Soixante ans plus tard, l'Algérie reste pour beaucoup une question sans réponse. Et vous, avez-vous encore une interrogation restée lettre morte ?

Oui. Je pense souvent à ces hélicoptères qui décollaient le matin près de Philippeville [actuelle Skidda, NDLR]. Au-dessus de la Méditerranée, on ouvrait la porte pour y précipiter un fellaga. Aux côtés du pilote, sans doute un soldat professionnel, voire un officier, se tenait un deuxième classe, un bidasse, un Max, un copain peut-être. Que faisait-il, lui ? A-t-il vu tomber le fellaga dans la mer ? L'a-t-il poussé ? Qu'en pensait-il à l'époque ? Et vingt ans plus tard ? Et maintenant ? Comment voulez-vous que cela ne marque pas une vie ? La leur, bien entendu, mais même la mienne… Pour moi, ces feux sont restés mal éteints.
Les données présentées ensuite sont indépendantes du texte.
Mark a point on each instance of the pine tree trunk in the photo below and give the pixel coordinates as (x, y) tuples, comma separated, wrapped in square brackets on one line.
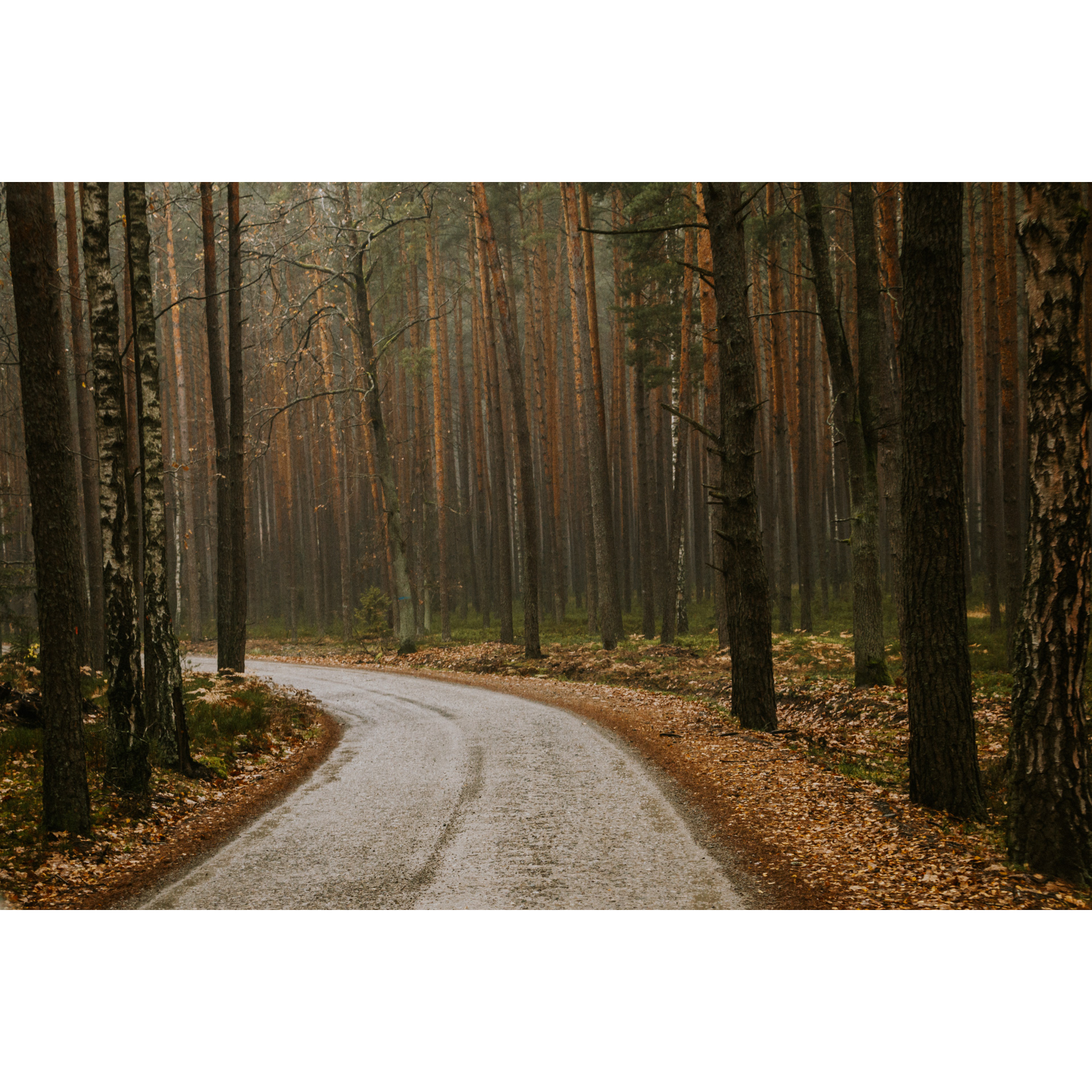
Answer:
[(669, 630), (237, 437), (1010, 428), (747, 590), (164, 710), (89, 452), (1050, 806), (503, 533), (191, 547), (384, 464), (855, 416), (58, 559), (994, 511), (887, 412), (127, 764), (220, 417), (589, 398), (711, 371), (780, 367), (944, 766), (529, 498), (805, 440)]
Quant aux feuilles des palmiers, elles bougent toujours.

Philippe Labro, journaliste, écrivain et réalisateur, a consacré son deuxième roman, Des feux mal éteints (Gallimard, 1967), à la guerre d'Algérie. Il est l'un des auteurs de « Nos mémoires d'Algérie » (L'Obs, 28 janvier 2021).